There’s a longstanding, common objection to QS as a stat: three runs in six innings is a 4.50 ERA, and that’s not quality. As with most longstanding, common objections, it's not really valid. Only about 8% of starts in 2014 were three-in-six QS minimums, and the overall ERA for all QS was 1.88, exactly the same as the ERA for all the Wins.

As a fantasy stat, the QS easily meets two of the requirements: First, it’s a binary counting stat. Second, it’s simple. Its components—innings and runs—are mentioned on the crawl and recaps, and it’s simple to calculate. It’s also commonly seen in most online stat packages, including BaseballHQ.com, OnRoto, ESPN.com, and many more.

There is an issue with the last factor, requiring the replacement stat be roughly as frequent as Wins. Remember, our target is around 1,350, to match a typical year in the wins category. But there were 2,623 QS last year, double the target and therefore a source of griping. And no fantasy league needs additional sources of griping.

One possible answer comes from Nolan Ryan, who knew a thing or two about quality pitching, despite all those walks and wild pitches. Ryan said a QS should be three runs or less, but in seven innings.
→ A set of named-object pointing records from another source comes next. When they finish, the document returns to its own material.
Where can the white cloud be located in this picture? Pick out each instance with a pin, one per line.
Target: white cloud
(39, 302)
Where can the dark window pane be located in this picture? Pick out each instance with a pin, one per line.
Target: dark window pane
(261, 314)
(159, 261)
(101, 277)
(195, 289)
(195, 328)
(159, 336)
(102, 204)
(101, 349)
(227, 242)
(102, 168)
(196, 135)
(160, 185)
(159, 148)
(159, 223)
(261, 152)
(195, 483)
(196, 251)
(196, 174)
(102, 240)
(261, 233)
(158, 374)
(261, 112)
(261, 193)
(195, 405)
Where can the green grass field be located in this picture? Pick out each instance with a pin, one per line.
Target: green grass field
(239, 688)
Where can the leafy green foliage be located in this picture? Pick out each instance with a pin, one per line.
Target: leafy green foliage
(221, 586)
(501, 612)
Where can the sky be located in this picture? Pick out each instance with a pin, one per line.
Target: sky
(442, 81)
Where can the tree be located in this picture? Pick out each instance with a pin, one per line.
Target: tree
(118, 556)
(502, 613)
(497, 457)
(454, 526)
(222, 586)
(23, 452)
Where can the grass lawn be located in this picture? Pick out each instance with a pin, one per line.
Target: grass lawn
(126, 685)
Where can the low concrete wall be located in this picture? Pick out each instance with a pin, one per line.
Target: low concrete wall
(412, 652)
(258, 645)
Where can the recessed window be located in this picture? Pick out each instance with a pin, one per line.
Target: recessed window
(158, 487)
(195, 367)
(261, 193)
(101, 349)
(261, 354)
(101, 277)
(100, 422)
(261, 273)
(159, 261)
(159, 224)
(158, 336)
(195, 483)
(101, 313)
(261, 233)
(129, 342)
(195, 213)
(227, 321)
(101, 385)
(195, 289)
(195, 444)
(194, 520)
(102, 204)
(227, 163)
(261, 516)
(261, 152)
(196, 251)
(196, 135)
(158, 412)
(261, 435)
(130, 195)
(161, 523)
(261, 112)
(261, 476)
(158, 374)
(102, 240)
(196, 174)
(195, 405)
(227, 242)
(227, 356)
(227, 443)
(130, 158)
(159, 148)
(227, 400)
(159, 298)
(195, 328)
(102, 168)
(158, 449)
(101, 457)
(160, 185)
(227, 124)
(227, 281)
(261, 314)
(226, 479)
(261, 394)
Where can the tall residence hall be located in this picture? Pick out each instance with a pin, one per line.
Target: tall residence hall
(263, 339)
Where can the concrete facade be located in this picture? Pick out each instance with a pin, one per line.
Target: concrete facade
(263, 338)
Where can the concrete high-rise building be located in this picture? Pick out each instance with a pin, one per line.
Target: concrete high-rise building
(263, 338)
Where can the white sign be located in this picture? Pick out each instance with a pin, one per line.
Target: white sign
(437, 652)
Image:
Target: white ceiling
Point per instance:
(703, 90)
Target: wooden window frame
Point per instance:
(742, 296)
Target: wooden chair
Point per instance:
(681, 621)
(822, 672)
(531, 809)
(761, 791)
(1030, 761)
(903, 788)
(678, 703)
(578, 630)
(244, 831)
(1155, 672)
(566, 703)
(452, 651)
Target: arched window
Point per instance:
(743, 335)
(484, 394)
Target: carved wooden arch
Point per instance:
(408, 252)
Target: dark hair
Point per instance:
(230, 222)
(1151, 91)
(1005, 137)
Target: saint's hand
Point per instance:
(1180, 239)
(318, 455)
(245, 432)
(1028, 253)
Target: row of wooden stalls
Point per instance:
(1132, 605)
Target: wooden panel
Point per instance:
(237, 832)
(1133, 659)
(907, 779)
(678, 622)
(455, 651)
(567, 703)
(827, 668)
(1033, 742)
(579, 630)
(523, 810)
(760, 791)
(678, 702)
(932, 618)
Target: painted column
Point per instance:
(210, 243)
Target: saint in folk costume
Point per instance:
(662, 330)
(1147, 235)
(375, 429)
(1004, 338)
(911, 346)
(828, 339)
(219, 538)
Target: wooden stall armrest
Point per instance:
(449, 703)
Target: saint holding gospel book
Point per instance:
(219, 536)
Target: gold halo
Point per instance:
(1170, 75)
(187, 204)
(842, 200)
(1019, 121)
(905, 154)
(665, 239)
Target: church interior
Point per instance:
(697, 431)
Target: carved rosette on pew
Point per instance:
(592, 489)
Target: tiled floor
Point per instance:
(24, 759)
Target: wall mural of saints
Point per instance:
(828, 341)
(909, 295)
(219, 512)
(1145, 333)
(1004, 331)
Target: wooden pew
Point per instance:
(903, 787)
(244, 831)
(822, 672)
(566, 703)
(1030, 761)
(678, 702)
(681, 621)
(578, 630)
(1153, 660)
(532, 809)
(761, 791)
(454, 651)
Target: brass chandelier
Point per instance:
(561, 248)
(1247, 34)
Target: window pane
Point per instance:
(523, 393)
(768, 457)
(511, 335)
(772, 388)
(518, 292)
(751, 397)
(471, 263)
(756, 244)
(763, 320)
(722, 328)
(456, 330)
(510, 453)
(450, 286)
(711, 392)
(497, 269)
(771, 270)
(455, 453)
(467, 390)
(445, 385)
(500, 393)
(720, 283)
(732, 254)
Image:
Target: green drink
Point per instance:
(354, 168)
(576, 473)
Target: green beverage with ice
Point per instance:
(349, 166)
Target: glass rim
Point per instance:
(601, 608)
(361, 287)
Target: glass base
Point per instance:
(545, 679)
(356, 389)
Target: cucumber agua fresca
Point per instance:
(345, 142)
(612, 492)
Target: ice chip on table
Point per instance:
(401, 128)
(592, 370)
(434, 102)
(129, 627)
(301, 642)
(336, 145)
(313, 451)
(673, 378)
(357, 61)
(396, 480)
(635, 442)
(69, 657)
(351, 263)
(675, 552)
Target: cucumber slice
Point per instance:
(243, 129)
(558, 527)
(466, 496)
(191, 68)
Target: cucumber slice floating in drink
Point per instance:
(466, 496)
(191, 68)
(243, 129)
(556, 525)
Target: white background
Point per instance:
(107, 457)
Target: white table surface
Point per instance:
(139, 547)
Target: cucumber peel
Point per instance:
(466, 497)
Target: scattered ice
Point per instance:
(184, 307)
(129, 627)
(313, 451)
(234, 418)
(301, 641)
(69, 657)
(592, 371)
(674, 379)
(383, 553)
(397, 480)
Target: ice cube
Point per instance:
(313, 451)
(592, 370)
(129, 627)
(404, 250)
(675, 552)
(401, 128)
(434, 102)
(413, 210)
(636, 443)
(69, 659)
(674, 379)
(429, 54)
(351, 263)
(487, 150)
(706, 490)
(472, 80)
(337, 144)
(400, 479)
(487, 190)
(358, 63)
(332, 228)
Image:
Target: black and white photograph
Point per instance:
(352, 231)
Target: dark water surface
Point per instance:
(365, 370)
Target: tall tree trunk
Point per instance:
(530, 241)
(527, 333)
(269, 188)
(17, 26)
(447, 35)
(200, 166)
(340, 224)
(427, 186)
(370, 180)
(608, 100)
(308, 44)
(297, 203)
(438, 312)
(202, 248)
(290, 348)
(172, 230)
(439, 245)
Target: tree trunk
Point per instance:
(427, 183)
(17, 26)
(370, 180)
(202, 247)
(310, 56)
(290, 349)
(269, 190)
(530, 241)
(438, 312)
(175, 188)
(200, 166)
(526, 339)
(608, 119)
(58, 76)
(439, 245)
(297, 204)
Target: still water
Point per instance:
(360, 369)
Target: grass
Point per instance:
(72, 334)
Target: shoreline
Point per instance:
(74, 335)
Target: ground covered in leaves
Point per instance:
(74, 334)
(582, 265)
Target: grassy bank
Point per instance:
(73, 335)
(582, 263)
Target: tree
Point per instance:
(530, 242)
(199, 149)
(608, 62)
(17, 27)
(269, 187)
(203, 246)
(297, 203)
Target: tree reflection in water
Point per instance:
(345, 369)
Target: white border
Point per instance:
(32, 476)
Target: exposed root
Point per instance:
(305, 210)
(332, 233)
And whaddya know? That simple adjustment reduces the 2014 QS total to just over 1,400, and reduces the aggregate ERA to 1.46 (the aggregate WHIP is 0.84, if you’re keeping score at home).

More importantly, 1,400 Ryan QS is close enough to the 1,350 requirement to shut down most arguments, although if you’re like me, you’ve seen fantasy arguments over less.

OnRoto.com has leagues that use the Ryan variation, as well as leagues using eight other QS variants that don't also use Wins. I checked all of the non-Win variants, to see which ones came close to our 1,350 target. None of them was better than the Ryan variation.

A further set of calculations, which I did on the back of my daughter’s French homework, revealed there are two innings-runs combinations that edge the Ryan: starts with at least 6 IP with one run or fewer, and at least 6.2 IP with two runs or fewer.

I’m not crazy about a zero- or one-run requirement. It’s over too soon in a lot of starts. Nor do I like a non-whole number inning requirement, though we could also say “20 outs.”

So it’s settled: The Ryan QS—at least seven innings, no more than three ER— should replace Wins as a scoring category in fantasy baseball.

Now if you’ll excuse me, I have to go find my daughter’s French homework. I think I left it in the garage.